De cine en TURÍN
■ La Mole Antonelliana de Turín alberga uno de los museos de cine más grandiosos del mundo, una fantasía que abrió sus puertas en 2000 con el donaire del escenógrafo François Confino. Si no fuera porque hay que cumplir con el horario, uno podría quedarse a vivir en los cachivaches que cuentan la cronología del séptimo arte, alojarse en los zapatos de Marilyn Monroe o saltar a las imágenes de sus exposiciones temporales, como aquella espectadora de La rosa púrpura de El Cairo.
Hoy, no podemos mirar a los ojos del siglo XX sin enceguecernos un poco –o un mucho– por el cine. Esa aventura que comenzó en una fábrica de Lyon y nos llevó a una Luna enojada nos sigue desafiando, tantos años después, con su magia perpetua, que no es precisamente la de las imágenes generadas por ordenador sino la de los ojos de Meryl Streep en Los puentes de Madison o las manos ensangrentadas del batería de Whiplash.
En el Museo Nacional del Cine de Turín el tiempo pasa como en un sueño. No es lo que vemos, sino los recuerdos que suscitan esas imágenes, esos carteles, la perfección amañada de los rostros de las estrellas.

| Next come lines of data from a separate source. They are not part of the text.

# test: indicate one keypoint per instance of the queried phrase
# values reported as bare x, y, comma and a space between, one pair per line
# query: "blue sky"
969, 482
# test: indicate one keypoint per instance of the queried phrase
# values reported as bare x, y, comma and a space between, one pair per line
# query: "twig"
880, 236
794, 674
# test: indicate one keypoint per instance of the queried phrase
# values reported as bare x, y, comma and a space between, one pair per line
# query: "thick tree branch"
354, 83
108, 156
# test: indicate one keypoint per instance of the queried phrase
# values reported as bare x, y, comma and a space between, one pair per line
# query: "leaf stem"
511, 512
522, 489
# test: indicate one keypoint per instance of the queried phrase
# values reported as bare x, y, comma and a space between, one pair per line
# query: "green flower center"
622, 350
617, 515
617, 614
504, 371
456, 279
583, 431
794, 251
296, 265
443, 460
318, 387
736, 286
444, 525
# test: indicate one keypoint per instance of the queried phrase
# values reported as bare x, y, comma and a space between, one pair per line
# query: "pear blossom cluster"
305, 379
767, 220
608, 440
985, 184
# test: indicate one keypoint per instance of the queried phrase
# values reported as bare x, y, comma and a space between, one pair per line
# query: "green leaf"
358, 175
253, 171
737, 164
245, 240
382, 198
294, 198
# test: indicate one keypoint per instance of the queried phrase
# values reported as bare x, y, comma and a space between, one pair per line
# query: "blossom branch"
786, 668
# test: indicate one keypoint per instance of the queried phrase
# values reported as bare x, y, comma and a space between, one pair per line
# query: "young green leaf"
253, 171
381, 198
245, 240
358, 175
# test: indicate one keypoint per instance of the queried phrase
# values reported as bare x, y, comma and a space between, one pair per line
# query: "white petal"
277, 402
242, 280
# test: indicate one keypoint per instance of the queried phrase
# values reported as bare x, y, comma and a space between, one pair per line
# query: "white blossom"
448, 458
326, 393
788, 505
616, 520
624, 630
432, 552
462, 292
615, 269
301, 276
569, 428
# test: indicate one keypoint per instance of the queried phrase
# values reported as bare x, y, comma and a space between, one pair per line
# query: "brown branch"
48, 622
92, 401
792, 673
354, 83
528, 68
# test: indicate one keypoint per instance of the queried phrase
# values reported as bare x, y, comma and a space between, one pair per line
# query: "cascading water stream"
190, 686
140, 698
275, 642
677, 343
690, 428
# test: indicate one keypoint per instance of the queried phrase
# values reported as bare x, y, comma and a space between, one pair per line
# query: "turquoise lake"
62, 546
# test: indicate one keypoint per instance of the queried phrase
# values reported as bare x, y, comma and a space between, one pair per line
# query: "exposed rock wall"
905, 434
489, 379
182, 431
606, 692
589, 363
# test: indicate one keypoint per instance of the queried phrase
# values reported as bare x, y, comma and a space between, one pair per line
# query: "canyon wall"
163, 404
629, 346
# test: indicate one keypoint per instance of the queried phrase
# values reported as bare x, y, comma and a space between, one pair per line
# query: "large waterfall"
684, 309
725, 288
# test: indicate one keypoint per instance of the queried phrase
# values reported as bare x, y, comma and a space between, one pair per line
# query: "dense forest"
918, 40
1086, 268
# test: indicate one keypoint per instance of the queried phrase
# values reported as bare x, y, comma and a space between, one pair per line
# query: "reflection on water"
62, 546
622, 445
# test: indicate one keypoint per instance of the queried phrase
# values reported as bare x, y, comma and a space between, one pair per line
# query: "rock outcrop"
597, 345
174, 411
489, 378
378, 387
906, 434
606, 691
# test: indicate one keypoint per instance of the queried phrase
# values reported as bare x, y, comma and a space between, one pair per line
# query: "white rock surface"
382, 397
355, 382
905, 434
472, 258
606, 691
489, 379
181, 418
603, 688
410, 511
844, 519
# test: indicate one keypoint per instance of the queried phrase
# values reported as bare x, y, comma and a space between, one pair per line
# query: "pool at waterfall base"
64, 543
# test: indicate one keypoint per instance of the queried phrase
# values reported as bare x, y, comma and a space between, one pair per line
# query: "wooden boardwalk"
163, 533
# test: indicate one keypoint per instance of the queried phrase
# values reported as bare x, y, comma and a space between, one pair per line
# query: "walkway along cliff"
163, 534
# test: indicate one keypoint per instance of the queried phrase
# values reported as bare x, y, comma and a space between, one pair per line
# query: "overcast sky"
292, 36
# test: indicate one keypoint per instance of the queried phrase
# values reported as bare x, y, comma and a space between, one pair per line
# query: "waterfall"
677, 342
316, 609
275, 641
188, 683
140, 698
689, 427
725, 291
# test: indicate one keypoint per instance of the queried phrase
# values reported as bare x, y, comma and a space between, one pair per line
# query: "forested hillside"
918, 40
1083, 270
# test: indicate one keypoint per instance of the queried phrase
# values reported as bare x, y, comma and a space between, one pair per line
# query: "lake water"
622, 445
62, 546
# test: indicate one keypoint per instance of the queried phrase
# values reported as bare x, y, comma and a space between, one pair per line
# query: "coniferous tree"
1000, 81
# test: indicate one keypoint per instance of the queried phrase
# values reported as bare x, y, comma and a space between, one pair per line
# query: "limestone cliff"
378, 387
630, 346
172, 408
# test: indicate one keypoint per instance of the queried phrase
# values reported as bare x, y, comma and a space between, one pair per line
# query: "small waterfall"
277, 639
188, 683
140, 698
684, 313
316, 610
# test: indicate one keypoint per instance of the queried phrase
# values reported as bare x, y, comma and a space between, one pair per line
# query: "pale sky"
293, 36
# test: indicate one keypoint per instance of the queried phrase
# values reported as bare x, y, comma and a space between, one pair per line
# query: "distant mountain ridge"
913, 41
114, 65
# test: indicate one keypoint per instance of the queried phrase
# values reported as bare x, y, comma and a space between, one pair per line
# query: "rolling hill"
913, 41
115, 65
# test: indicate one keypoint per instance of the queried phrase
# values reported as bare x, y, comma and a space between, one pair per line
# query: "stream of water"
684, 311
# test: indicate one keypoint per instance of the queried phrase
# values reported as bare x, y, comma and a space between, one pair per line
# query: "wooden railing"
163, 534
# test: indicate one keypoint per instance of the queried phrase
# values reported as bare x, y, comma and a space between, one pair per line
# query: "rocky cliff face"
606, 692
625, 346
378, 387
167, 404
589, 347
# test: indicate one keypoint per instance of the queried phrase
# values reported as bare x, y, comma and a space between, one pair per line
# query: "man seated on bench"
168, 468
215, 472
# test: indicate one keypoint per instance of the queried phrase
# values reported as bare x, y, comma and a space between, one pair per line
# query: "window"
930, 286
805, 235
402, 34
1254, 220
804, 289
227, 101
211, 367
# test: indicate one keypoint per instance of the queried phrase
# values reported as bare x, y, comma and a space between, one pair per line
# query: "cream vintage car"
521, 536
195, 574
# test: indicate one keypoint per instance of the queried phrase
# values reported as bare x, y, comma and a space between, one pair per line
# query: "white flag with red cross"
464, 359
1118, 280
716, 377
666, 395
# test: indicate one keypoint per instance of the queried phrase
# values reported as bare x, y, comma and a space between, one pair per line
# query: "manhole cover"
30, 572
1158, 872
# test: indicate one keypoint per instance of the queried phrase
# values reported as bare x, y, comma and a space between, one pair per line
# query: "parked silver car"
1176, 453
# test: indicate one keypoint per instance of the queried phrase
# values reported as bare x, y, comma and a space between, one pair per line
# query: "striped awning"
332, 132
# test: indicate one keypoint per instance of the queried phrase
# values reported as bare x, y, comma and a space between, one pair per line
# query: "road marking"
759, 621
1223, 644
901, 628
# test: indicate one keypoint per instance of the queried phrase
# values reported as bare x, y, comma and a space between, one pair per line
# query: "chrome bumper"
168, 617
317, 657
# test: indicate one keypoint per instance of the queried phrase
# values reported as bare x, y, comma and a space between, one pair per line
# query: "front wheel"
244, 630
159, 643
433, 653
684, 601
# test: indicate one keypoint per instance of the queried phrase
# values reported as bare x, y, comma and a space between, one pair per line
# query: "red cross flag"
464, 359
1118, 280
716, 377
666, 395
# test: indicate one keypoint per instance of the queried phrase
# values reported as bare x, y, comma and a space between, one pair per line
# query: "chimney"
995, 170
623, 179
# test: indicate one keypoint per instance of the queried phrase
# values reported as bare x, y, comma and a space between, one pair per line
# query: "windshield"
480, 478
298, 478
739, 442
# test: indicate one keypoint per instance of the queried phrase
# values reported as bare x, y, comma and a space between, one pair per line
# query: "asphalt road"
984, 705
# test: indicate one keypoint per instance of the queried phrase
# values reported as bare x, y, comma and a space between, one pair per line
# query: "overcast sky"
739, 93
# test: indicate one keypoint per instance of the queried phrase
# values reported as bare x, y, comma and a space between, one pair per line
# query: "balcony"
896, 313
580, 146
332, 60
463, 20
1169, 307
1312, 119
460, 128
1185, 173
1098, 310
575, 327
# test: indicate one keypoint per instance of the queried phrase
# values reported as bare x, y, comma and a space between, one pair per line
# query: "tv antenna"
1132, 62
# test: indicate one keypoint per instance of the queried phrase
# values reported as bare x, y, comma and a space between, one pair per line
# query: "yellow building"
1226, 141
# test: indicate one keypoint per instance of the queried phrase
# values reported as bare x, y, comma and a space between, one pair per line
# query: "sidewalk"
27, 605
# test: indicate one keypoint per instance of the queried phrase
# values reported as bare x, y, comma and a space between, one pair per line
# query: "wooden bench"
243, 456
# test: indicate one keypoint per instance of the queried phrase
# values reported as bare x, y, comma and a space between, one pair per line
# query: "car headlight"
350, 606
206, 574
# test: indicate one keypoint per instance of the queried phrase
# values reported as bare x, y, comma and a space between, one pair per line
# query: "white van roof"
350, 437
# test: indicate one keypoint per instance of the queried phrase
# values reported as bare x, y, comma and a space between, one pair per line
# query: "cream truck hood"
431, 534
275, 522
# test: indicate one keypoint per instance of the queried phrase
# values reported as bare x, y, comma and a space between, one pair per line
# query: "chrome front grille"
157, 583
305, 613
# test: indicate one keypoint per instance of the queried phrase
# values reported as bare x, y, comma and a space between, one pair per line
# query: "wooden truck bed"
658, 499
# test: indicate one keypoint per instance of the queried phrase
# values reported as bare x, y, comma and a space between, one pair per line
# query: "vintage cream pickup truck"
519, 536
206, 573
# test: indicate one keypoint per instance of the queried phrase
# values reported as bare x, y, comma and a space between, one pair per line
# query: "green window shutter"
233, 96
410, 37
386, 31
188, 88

"¡Jesús, las cosas que hemos visto!", que diría el maese Shallow: la flor junto a los labios de un vagabundo, los palos de golf de Cary Grant, el descenso de una diva del cine mudo por la escalera de su mansión, los samuráis de Kurosawa, el travelling fronterizo de Sed de mal (o el de Truffaut/ Aute con "el pequeño desertor Antoine Doinel"), la raqueta de Jack Lemmon en El apartamento, el motocarro de Plácido o los ojos –otra vez los ojos– de Ana Torrent en El espíritu de la colmena.
¿Qué sería de nosotros sin el cine? Tuertos como la luna de Méliès o ciegos como la violetera, vagaríamos por las calles como criaturas de llanto, niños desarropados en invierno o fotos sin su correspondiente pie. Las salas de cine siguen siendo el espejo más fiel del mundo: en su oscuridad nos vemos tal y como somos; y hoy, que asistimos descorazonados al cierre de tantas, nos vemos huérfanos y ávidos de consuelo.
La tarde que fuimos a la Mole Antonelliana de Turín, Bernardo Bertolucci charlaba en el Aula del Tempio con otras gentes del cine, bajo la atenta mirada del Moloch de Cabiria. A sus 77 años, el director de Novecento sigue siendo uno de los pensadores más jóvenes del séptimo arte, un hechizo más de este Shangri-La de celuloide.